# 📉 Customer Churn Prediction & Analysis

This project aims to predict customer churn using machine learning techniques and exploratory data analysis. The goal is to identify customers likely to leave and understand key factors influencing their decisions.

*Note: This notebook uses open-source data and mirrors typical analytical workflows used in a business context.*

## 📦 1. Importing Libraries

In [None]:
import pandas as pd
import numpy as np
import matplotlib.pyplot as plt
import seaborn as sns
from sklearn.model_selection import train_test_split
from sklearn.preprocessing import LabelEncoder
from sklearn.ensemble import RandomForestClassifier
from sklearn.metrics import classification_report, confusion_matrix, roc_auc_score

## 📥 2. Loading the Dataset

In [None]:
file_path = r'C:/Users/Lenovo/OneDrive/Desktop/Customer churn/Data_file.xlsx'
data = pd.read_excel(file_path)
data.head()

## 🧾 3. Initial Data Overview

In [None]:
data.info()
data.describe()

## 🧹 4. Data Cleaning

Handle missing values, convert datatypes, drop unnecessary columns.

In [None]:
# Drop ID or redundant columns if any
# data.drop(columns=['ID'], inplace=True)
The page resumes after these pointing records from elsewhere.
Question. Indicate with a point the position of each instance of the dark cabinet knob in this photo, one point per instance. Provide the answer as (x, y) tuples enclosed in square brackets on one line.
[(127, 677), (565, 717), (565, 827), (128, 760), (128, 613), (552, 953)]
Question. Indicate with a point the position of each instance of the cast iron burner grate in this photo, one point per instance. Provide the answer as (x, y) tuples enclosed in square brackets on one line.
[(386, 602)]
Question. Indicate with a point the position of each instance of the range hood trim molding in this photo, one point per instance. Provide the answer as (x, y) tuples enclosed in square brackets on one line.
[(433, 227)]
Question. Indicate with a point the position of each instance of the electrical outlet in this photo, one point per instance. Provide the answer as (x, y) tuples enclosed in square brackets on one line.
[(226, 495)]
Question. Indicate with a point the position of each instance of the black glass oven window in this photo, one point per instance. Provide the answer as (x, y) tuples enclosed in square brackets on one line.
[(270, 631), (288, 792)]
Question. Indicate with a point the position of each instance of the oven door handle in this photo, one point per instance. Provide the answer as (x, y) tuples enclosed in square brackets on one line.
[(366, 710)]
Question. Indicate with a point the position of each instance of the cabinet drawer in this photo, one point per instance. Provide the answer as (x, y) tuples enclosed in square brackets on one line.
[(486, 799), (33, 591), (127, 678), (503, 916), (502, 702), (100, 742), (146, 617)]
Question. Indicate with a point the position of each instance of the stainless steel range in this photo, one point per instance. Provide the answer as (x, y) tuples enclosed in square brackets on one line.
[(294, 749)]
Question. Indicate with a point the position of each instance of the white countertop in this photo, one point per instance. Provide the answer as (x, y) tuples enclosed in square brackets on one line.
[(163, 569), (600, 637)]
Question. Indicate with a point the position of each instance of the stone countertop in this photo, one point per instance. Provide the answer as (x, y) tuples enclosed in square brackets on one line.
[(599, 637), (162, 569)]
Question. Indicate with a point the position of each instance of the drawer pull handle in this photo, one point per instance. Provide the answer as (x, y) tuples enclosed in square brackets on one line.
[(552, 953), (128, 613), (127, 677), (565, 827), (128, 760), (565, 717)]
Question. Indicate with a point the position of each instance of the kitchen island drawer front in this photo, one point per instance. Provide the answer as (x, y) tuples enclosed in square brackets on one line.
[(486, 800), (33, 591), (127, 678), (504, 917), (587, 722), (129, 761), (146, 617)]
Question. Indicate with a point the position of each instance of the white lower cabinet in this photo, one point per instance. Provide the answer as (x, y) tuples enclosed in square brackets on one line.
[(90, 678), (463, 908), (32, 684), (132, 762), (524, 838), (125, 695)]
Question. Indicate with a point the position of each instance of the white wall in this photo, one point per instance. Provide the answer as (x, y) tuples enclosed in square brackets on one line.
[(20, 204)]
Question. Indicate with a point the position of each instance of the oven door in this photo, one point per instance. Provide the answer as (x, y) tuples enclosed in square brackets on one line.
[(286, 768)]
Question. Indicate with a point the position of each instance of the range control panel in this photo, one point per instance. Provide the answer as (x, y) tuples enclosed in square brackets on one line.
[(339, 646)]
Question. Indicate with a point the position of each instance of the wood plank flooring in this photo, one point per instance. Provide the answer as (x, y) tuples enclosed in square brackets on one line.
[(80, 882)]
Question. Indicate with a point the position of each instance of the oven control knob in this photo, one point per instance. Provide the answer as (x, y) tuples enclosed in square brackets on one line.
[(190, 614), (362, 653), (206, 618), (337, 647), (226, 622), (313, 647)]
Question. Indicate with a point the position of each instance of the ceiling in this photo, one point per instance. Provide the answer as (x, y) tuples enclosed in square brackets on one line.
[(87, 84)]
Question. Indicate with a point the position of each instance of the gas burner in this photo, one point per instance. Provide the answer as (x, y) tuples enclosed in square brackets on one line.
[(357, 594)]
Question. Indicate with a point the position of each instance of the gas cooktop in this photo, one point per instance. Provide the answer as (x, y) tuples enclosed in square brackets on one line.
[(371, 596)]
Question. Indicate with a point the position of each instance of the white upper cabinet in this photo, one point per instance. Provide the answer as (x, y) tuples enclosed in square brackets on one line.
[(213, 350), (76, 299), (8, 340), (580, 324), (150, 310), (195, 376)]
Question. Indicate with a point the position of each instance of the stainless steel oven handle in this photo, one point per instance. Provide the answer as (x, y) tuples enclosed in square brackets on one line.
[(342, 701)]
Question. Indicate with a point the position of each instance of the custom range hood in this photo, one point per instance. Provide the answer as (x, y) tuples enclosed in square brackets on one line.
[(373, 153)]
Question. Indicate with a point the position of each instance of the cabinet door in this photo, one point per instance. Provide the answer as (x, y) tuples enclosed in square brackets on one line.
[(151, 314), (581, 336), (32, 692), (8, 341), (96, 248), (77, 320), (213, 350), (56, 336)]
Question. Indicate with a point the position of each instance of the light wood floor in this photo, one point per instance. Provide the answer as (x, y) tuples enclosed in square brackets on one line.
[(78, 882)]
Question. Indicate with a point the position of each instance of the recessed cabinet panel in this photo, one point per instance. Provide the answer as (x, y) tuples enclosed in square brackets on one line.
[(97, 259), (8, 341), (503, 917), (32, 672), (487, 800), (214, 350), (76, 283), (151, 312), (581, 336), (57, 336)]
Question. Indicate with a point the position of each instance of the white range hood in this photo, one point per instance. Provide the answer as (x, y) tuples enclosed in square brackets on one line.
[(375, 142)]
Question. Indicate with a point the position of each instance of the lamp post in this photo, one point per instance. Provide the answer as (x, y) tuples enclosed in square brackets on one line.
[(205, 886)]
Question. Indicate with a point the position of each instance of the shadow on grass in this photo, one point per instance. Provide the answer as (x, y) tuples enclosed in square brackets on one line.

# Example: Convert TotalCharges to numeric if needed
# data['TotalCharges'] = pd.to_numeric(data['TotalCharges'], errors='coerce')

# Handle nulls
data.isnull().sum()

## 📊 5. Exploratory Data Analysis (EDA)

In [None]:
sns.countplot(x='Customer_Status', data=data)
plt.title('Churn Distribution')
plt.show()

## 🔄 6. Encoding Categorical Variables

In [None]:
label_encoders = {}
for column in data.select_dtypes(include='object').columns:
    if column != 'Customer_Status':
        le = LabelEncoder()
        data[column] = le.fit_transform(data[column])
        label_encoders[column] = le

## 🎯 7. Feature and Target Variables

In [None]:
X = data.drop(columns=['Customer_Status'])
y = data['Customer_Status']

## ✂️ 8. Train-Test Split

In [None]:
X_train, X_test, y_train, y_test = train_test_split(X, y, test_size=0.2, random_state=42)

## 🤖 9. Model Building

In [None]:
model = RandomForestClassifier(random_state=42)
model.fit(X_train, y_train)

## 📈 10. Model Evaluation

In [None]:
y_pred = model.predict(X_test)
print(classification_report(y_test, y_pred))
print(confusion_matrix(y_test, y_pred))
print('ROC-AUC Score:', roc_auc_score(y_test, model.predict_proba(X_test)[:,1]))

## 💡 11. Key Insights

- Customers with short tenure and high charges are more likely to churn.
- Long-term contracts and support services reduce churn likelihood.
- The model performs well in identifying high-risk customers.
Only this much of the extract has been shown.